Spoken language biomarkers in Turkish-speaking schizophrenia patients: Evidence from linguistic analysis and word embeddings
Cınar Bozdag, M.; Kumcu, A.; Senel, L. K.; Temizkan, H. N.; Özil, O.; Arslanyürek, I.; Ertekin, P. N.; Candansayar, S.
Show abstract
Background and HypothesisSchizophrenia (SZ) is considered a "thought disorder". Therefore, language assessment is crucial in diagnosing SZ. Linguistic analysis and emerging computational language models provide objective biomarkers for diagnosis.
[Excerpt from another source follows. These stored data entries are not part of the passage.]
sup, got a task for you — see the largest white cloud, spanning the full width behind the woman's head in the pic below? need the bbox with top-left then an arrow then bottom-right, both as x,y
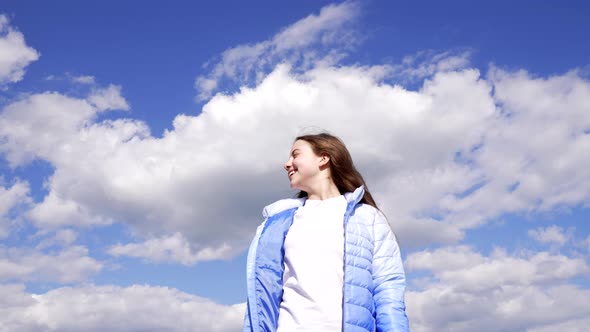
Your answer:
0,60 -> 590,263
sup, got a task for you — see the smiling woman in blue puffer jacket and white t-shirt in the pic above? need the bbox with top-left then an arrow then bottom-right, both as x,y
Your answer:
244,134 -> 409,332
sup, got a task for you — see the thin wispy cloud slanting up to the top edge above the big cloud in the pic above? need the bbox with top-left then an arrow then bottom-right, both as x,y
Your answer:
195,1 -> 360,100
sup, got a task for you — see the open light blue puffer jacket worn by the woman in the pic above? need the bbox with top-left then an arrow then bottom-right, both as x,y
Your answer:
244,187 -> 409,332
Against this background, the main hypothesis is that the language patterns of SZ patients are significantly different from those of healthy controls (HCs) in Turkish, as has previously been shown in other languages. MethodsSpeech characteristics of 50 native Turkish-speaking SZ patients were compared with 50 HCs matched for age, sex, length of education, and right/left-handedness. Speech data were collected in 15-minute interviews. The interview recordings were transcribed and analysed for various lexical, syntactic and phonological measures in CLAN and compared for discourse measures using fastText word embedding models. ResultsThe number of words produced per minute, the number of different words, mean length of utterance, average word frequency, the number of filled pauses, discourse coherence and question-response similarity were lower in the patient group than in the control group. On the other hand, content words/function words ratio, sentence prediction loss, different words/total words ratio, the number of silent pauses, and silent pauses/total speech ratio were higher in the patient group than in the control group. ConclusionThe hypothesis is confirmed. The results from Turkish-speaking SZ patients show similarities with results from other languages from other language families. The findings are important as Turkish is a low-resource and relatively under-researched language in the literature. The manuscript is under peer review. Please do not cite this preprint.